Hmm that looks like a Lovecraft thing. Howard put a Cthulhu heavy in his Barsoom Pastiche! I know I will look up some Lovecraft lingo to drop in an ever so clever gab post.

“The thing that had emerged from the dome was bigger then an elephant, and in shape something like a giantic slug, except that it had a fringe of tentacles all about its body. And from these writhing tentacles crackled sparks and flashes of blue flame.”

Howard’s Yagas are Lovecraft’s Nightgaunts. Lulz.

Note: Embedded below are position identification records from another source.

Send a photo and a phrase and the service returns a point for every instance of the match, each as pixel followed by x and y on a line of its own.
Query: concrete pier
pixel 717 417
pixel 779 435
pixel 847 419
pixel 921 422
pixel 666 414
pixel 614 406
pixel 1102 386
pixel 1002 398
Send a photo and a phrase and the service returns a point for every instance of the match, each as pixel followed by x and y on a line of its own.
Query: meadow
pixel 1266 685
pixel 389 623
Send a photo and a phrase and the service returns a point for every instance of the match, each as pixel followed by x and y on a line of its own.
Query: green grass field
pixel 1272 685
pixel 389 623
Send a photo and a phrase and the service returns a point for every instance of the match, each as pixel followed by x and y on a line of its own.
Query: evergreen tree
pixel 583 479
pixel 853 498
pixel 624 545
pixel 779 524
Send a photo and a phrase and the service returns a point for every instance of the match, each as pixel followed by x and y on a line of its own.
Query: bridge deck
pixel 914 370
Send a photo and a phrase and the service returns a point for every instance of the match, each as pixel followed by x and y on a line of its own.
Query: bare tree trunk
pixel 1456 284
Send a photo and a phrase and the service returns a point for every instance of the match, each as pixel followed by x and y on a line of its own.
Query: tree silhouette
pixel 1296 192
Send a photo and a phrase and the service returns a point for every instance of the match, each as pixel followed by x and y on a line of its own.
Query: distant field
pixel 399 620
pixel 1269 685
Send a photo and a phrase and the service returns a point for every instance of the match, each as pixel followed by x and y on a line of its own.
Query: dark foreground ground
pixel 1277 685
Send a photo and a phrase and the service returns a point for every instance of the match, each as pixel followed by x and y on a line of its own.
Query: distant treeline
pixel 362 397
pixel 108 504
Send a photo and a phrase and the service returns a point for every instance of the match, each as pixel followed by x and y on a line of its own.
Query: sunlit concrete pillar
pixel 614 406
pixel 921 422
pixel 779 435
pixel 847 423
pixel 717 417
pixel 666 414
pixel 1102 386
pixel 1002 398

Nightgaunts have a vaguely human shape, but are thin, black, and faceless. Their skin is slick and rubbery. They sport a pair of inward-facing horns on their heads, a long barbed tail, and prehensile paws which are used to “tickle” their victims into submission. They can fly using a set of membranous wings. They make no sound.”

yaga

wut?

“The Statement of Randolph Carter”

“Randolph Carter”

Carter

What?

“I remember how I shuddered at his facial expression on the night before the awful happening, when he talked so incessantly of his theory, why certain corpses never decay, but rest firm and fat in their tombs for a thousand years.”

carter

WHAT?!?

The story begins by describing how the modern world has been stripped of imagination and belief in magic. The protagonist is an unnamed man who lives in a dull and ugly city. Every night for many years the man gazes from his window upon the stars, until he comes over time to observe secret vistas unsuspected by normal humanity. One night the gulf between his world and the stars is bridged, and his mind ascends from his body out unto the boundless cosmos.”

 

azinoth

WHAT THE F?!?!

“While the influence of the fantasies of Lord Dunsany on Lovecraft’s Dream Cycle is often mentioned, Robert M. Price argues that a more direct model for The Dream-Quest is provided by the six Mars (“Barsoom”) novels of Edgar Rice Burroughs that had been published by 1927.”

barsoom

……

Note: Both “Almuric” and “The Dream-Quest of Unknown Kadath” were published after their respective authors were dead….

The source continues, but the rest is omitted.